The effect of inhibitors on material and mechanical properties of oxidized carbon-carbon composites

Abstract

The carbon-carbon laminates examined in this research program are two-dimensional, eight harness satin weaves with boron carbide (B4C) inhibitor particles and a multi-layer silicon carbide (SiC) coating. These inhibitor particles included in the oxidation protection system (OPS) react with oxygen that penetrates through the cracks of the external barrier coatings to form a glass phase, and act as an internal sealant to provide extended oxidation protection. Oxidation testing of the carbon-carbon specimens is performed as a function of time and temperature in order to isolate the contribution of the inhibitor. Oxidation at constant temperature examines the importance of temperature on the length of exposure. The "temperature cycling" oxidation approach examines the importance of fatigue crack formation due to expansion and contraction.
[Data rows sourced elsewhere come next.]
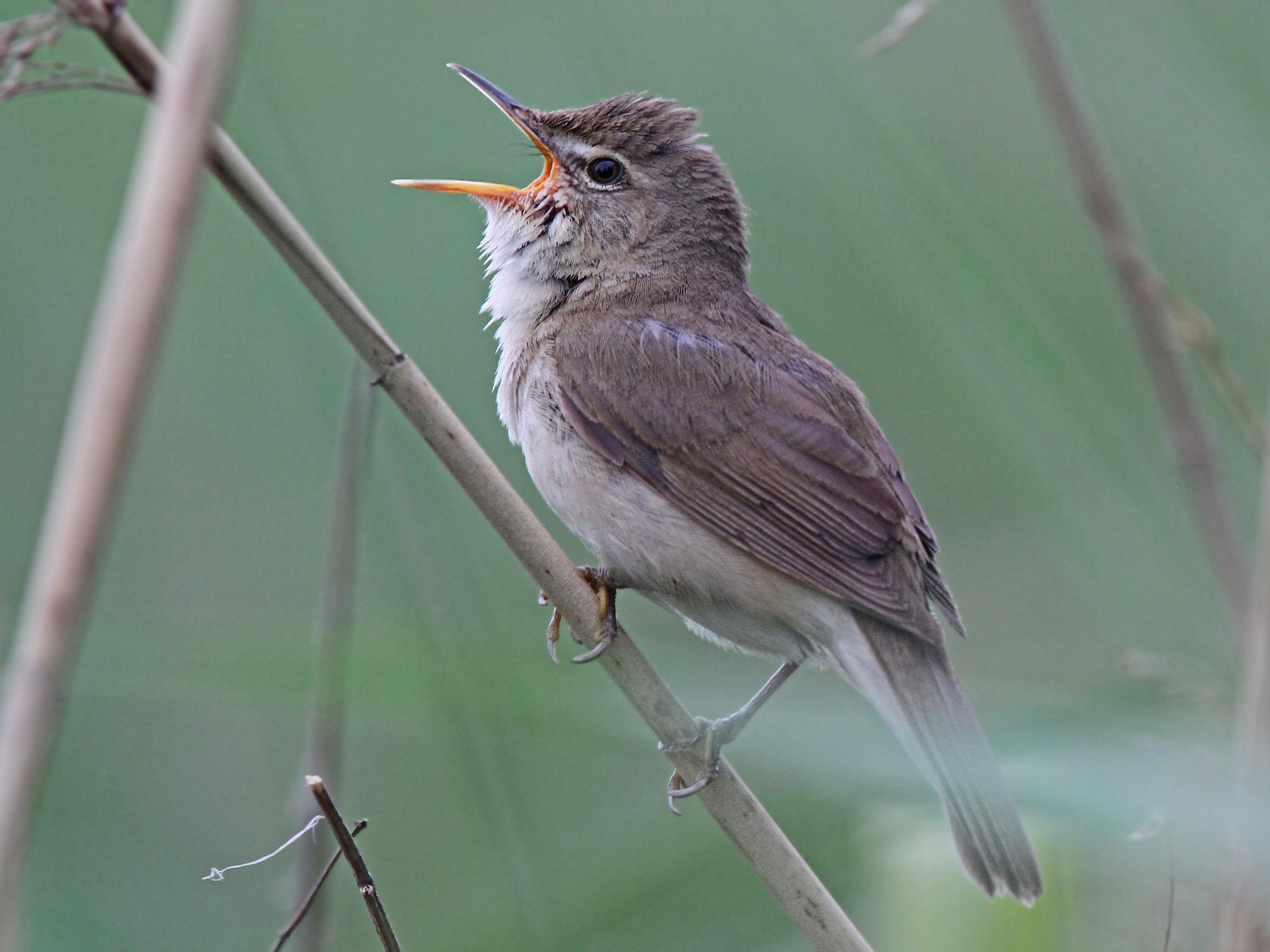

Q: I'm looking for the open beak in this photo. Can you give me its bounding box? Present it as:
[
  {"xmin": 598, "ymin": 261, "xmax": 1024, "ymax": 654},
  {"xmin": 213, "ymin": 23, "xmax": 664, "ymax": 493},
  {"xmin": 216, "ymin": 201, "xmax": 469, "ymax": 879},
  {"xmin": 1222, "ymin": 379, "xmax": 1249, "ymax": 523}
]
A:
[{"xmin": 392, "ymin": 63, "xmax": 556, "ymax": 200}]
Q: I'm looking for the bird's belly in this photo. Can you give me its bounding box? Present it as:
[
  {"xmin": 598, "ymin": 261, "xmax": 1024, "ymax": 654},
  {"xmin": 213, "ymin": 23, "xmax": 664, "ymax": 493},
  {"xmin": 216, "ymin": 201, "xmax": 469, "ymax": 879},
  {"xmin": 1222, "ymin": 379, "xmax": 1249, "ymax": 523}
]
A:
[{"xmin": 521, "ymin": 396, "xmax": 833, "ymax": 661}]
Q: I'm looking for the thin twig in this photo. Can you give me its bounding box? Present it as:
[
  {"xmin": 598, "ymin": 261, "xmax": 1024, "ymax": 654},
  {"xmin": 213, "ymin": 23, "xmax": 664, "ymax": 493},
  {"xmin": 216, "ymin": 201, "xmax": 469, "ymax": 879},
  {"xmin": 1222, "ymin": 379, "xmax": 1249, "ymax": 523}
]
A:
[
  {"xmin": 305, "ymin": 777, "xmax": 401, "ymax": 952},
  {"xmin": 1163, "ymin": 294, "xmax": 1266, "ymax": 462},
  {"xmin": 0, "ymin": 0, "xmax": 254, "ymax": 949},
  {"xmin": 1003, "ymin": 0, "xmax": 1247, "ymax": 623},
  {"xmin": 66, "ymin": 0, "xmax": 869, "ymax": 952},
  {"xmin": 859, "ymin": 0, "xmax": 938, "ymax": 60},
  {"xmin": 292, "ymin": 354, "xmax": 376, "ymax": 952},
  {"xmin": 1216, "ymin": 398, "xmax": 1270, "ymax": 952},
  {"xmin": 270, "ymin": 820, "xmax": 365, "ymax": 952}
]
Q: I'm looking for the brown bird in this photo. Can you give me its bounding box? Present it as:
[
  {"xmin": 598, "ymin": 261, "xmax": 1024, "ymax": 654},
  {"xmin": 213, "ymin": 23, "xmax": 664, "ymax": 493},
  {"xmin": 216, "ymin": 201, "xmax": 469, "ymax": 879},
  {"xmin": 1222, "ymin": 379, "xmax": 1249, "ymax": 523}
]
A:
[{"xmin": 397, "ymin": 66, "xmax": 1041, "ymax": 904}]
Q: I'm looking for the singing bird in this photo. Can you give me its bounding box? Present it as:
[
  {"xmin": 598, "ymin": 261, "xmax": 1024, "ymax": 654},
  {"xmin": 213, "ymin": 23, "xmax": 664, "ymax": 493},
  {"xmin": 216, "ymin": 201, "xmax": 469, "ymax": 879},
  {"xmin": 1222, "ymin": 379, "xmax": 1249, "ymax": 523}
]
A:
[{"xmin": 397, "ymin": 66, "xmax": 1041, "ymax": 904}]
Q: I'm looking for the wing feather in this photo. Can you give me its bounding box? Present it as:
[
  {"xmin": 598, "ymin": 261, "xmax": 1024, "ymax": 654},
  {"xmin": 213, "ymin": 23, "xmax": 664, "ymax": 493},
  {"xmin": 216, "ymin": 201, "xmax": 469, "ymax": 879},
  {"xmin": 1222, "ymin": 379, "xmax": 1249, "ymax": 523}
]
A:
[{"xmin": 554, "ymin": 317, "xmax": 962, "ymax": 640}]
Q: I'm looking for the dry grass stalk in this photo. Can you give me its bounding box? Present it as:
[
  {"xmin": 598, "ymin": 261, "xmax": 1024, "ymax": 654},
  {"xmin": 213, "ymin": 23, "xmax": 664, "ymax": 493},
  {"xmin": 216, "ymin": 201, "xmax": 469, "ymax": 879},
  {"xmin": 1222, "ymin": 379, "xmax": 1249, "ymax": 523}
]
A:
[
  {"xmin": 0, "ymin": 0, "xmax": 251, "ymax": 952},
  {"xmin": 61, "ymin": 0, "xmax": 869, "ymax": 952}
]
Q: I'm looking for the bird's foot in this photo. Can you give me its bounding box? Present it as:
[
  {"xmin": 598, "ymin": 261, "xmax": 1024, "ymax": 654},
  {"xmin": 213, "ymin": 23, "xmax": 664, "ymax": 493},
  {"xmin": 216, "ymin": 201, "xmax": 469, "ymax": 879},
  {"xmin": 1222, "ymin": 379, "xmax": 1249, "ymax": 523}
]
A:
[
  {"xmin": 538, "ymin": 565, "xmax": 621, "ymax": 664},
  {"xmin": 657, "ymin": 711, "xmax": 749, "ymax": 816},
  {"xmin": 657, "ymin": 661, "xmax": 800, "ymax": 816}
]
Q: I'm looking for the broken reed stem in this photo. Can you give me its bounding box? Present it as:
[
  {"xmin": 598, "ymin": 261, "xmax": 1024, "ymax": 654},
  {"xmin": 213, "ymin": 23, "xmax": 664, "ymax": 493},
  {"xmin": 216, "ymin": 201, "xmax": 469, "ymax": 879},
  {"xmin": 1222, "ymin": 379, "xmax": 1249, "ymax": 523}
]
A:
[
  {"xmin": 278, "ymin": 820, "xmax": 370, "ymax": 952},
  {"xmin": 1002, "ymin": 0, "xmax": 1247, "ymax": 625},
  {"xmin": 0, "ymin": 0, "xmax": 253, "ymax": 951},
  {"xmin": 1003, "ymin": 0, "xmax": 1270, "ymax": 952},
  {"xmin": 305, "ymin": 777, "xmax": 401, "ymax": 952},
  {"xmin": 75, "ymin": 0, "xmax": 869, "ymax": 952},
  {"xmin": 291, "ymin": 354, "xmax": 377, "ymax": 952}
]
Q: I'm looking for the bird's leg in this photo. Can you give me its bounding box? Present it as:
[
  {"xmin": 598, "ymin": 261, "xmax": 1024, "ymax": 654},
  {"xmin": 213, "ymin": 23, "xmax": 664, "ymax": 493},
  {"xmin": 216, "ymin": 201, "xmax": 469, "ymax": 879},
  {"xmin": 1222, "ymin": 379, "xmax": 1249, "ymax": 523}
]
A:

Mass loss and material property degradation is assessed with subsequent exploratory nondestructive testing of rheometry and piezoelectric ultrasonic composite oscillator techniques (PUCOT). An analytical diffusion model is developed to predict composite degradation for given exposure conditions, and these results are compared with the experimental data generated. Oxidation specimens are trimmed from a single C-C panel resulting in coupons having dimensions of approximately 4 mm thick, 11.5 mm wide, and 37 mm long, with coating on the front and back sides only.